Today I am sharing more estate sale finds from last year.
These are from an estate sale Mom and Dad went to last fall. Once again I was working. The sale was just a few streets over from our house. When they got there, people were lined up down the block. Apparently the lady of the house was an avid doll collector and there were hundreds of dolls. They almost gave up and went home, but then figured that if everybody else was there for the dolls, maybe there would be less competition for the things they liked.
They waited in line for about 25 minutes and this is what they took home. Not a lot, just mostly useful stuff: bamboo skewers, glue sticks, plate holders, frames, etc. They found a couple of jello molds. Because I don't have enough, right? I actually gave the smaller mold away to my friend for her kids to use at the beach. You can make some pretty cool sand castles using jello molds.
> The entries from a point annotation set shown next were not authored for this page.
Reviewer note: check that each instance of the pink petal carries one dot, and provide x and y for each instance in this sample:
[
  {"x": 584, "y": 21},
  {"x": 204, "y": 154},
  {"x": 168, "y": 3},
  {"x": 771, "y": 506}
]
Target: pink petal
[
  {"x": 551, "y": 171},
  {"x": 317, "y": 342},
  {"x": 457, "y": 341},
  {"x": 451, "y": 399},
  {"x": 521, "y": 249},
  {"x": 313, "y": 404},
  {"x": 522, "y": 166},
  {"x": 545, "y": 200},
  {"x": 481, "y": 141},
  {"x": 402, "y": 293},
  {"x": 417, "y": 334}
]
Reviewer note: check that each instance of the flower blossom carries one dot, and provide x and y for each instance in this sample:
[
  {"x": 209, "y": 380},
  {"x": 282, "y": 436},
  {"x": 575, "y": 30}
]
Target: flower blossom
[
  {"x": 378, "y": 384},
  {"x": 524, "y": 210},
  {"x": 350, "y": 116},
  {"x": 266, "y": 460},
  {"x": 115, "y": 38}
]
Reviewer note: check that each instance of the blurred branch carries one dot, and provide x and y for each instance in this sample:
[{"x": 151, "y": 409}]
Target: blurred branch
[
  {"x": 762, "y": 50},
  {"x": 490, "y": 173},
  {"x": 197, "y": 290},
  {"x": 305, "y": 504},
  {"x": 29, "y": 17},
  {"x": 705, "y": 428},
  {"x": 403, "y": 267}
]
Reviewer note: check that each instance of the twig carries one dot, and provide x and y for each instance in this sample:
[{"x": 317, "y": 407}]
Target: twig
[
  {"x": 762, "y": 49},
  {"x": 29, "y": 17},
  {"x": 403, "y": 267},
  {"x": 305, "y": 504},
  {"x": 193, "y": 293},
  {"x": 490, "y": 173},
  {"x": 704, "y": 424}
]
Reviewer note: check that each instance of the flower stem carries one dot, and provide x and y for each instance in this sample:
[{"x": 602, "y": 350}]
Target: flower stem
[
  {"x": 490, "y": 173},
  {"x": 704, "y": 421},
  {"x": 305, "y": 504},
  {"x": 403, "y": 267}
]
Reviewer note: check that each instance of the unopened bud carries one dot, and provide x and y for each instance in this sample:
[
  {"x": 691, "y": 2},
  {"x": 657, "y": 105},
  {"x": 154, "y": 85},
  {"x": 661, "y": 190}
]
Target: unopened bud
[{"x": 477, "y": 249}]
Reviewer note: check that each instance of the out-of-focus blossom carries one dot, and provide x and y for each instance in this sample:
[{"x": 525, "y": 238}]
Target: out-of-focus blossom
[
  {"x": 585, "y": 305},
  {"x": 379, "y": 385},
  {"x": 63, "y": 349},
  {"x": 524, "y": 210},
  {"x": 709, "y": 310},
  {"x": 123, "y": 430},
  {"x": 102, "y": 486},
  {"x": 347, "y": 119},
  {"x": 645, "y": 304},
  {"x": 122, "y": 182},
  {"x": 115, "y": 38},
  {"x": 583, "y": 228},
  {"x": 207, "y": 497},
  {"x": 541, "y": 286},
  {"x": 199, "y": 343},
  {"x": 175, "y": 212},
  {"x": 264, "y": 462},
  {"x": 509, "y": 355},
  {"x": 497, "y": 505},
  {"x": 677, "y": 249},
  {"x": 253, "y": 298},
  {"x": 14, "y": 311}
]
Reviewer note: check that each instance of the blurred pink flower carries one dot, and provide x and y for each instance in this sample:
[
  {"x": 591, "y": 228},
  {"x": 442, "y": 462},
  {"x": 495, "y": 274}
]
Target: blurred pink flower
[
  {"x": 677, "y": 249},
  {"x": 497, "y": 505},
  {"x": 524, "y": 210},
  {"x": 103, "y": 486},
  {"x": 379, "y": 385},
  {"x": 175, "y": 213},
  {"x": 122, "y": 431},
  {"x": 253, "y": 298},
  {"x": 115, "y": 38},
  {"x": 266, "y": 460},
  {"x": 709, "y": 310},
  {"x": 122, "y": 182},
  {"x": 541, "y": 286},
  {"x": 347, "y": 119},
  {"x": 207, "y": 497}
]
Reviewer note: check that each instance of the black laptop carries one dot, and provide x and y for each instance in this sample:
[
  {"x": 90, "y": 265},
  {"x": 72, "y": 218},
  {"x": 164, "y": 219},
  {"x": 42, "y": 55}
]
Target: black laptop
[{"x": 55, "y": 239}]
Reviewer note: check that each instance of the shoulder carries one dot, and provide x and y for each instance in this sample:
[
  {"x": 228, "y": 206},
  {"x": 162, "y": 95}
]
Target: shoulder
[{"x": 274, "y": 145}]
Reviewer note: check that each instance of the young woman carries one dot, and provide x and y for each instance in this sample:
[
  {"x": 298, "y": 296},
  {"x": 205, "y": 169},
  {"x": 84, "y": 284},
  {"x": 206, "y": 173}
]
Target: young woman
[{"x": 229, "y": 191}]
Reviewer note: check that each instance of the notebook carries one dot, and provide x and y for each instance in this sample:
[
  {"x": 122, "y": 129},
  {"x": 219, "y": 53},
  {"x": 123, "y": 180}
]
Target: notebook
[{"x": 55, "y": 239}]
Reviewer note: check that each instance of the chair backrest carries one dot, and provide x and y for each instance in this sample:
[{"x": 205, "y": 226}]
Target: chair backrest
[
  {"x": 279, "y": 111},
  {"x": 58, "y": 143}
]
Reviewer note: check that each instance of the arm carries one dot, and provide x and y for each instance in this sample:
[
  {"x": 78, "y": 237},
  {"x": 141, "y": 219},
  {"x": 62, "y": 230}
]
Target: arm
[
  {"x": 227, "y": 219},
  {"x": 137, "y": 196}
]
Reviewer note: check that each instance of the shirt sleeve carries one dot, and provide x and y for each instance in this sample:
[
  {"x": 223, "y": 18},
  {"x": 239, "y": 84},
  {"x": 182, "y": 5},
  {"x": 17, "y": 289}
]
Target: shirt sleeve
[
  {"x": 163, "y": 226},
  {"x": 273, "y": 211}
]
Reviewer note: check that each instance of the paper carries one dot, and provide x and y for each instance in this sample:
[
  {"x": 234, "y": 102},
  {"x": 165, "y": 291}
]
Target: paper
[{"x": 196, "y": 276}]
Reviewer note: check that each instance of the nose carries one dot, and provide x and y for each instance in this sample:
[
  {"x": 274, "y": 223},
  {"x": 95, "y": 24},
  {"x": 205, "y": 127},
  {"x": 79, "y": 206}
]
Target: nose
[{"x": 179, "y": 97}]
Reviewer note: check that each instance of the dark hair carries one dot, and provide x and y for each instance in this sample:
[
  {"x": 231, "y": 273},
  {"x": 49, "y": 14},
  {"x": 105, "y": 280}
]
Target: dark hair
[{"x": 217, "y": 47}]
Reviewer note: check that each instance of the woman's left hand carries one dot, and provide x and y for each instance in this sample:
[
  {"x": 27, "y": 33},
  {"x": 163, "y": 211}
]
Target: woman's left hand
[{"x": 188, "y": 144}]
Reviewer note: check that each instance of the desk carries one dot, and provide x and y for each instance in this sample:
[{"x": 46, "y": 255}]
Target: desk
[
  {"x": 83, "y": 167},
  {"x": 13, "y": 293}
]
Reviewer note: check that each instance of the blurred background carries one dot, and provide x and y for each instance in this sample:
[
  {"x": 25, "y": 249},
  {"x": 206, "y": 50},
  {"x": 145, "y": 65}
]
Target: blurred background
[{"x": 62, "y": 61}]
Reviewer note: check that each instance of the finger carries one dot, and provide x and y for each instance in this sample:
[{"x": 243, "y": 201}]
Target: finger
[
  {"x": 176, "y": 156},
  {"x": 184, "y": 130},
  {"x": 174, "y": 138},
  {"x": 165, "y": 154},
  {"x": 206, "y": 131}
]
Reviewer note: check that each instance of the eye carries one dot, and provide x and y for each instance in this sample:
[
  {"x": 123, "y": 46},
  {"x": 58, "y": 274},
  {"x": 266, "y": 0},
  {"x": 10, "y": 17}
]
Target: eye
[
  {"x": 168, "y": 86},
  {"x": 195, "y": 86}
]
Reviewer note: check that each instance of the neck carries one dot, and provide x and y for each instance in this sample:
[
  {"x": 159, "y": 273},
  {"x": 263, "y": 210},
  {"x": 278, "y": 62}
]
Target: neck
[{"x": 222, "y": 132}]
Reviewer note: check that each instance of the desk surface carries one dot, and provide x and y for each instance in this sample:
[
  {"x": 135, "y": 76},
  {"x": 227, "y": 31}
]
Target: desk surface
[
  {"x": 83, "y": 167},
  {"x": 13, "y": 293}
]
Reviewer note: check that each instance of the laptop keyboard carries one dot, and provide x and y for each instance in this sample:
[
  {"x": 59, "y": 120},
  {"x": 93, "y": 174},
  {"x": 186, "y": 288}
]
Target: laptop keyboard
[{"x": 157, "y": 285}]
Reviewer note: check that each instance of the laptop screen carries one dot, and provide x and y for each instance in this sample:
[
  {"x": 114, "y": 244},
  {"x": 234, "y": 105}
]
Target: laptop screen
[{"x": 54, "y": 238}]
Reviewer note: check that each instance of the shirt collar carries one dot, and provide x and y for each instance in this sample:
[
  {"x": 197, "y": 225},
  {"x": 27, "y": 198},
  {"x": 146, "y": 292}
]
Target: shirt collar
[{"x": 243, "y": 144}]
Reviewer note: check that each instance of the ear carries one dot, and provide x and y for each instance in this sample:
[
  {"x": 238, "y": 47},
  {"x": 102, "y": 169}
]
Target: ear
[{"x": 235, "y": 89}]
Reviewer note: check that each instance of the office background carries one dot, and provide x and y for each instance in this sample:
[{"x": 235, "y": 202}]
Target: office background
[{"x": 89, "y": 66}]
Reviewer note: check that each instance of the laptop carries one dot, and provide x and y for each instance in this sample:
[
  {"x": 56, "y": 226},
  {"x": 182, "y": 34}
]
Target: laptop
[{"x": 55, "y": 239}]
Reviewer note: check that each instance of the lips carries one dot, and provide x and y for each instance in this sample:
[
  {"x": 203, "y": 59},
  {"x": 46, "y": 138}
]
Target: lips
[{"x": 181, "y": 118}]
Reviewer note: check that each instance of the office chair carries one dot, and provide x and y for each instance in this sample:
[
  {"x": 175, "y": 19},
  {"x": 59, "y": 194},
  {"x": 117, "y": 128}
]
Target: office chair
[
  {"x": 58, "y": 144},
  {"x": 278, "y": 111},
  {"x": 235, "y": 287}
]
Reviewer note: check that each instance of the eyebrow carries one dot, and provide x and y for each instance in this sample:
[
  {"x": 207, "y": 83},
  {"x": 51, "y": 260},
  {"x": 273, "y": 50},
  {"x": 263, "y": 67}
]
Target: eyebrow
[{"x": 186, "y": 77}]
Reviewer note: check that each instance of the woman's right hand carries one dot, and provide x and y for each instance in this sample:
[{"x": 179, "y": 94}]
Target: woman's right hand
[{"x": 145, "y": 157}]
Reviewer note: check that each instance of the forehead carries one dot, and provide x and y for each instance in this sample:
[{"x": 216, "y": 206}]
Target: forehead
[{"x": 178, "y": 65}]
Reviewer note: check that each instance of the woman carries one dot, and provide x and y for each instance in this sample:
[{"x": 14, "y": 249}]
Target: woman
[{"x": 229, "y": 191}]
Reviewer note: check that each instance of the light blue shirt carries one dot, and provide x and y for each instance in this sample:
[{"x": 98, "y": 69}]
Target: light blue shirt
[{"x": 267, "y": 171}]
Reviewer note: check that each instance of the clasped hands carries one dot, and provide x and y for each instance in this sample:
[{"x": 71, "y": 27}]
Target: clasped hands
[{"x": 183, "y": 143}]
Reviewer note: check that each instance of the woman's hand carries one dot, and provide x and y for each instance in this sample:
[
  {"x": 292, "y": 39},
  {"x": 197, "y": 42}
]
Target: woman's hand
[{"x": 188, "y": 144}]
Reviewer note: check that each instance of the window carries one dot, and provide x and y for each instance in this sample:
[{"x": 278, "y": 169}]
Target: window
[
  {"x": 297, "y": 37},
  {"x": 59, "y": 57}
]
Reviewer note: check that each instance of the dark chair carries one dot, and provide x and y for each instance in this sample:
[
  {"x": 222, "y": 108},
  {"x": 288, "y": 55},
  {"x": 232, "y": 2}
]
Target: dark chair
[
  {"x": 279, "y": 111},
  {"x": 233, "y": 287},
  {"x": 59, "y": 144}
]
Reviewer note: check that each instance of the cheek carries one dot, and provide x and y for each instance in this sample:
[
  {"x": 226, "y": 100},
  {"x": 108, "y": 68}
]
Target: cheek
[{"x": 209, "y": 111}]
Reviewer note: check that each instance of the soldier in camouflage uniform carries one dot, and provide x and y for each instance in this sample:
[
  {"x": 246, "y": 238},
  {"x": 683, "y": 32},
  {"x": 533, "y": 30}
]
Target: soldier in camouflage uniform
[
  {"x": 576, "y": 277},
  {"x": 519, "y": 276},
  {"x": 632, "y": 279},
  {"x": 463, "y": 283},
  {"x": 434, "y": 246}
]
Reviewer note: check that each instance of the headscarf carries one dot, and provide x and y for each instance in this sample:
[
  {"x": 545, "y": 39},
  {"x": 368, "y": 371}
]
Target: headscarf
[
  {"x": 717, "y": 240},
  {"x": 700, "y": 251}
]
They found another Wil-hold sewing box, this time in gold, with it's tray,
and plenty of room for thread.
They also found my thread holder of choice. It's a vintage Tupperware bacon keeper.
I have 4 or 5 of them. They stack and they travel well.
They won't open up or spill easily, and all the colors are on display and easy to find. If you sew or know someone who does, I highly recommend buying these when you see them. This one was 75c (empty, of course - spools added later).
The doll collection was so big that they ran another sale the following week. Mom decided to avoid the crowd and go on the last day of the sale. She found a few things that other people missed.
I love this nifty little gadget. It's a Grabbit magnetic pin well. I'm sure most of you have seen magnetic pin wells before, as DIY versions are all over the internet, but they had escaped my notice until Mom found this one.
Mom knows how much I love tins AND peacocks, so she couldn't leave this tea tin behind. Isn't it gorgeous? My picture just doesn't do it justice.
Mom was very happy to find this colorful Chinese Checkers game. Chinese checkers was a favorite of hers when she was very little. This large tin was made by the Ohio Art Co. sometime in the 1960s. I just love the fire-breathing dragons. On the backside is a checkers board. The playing pieces are supposed to be stored inside the tin. Unfortunately, the tin is extremely difficult to open, which must have been frustrating for anyone wanting to play. Perhaps that explains why it is in such great condition. The marbles are missing, but it will still look great hanging on the wall.
By the way, Chinese Checkers is neither Chinese nor checkers. The game was invented in Germany as Stern-Halma. When it was published in the United States by J. Pressman & Co, they thought that associating it with the familiar game of checkers and giving it an exotic Chinese theme would make the new game more marketable.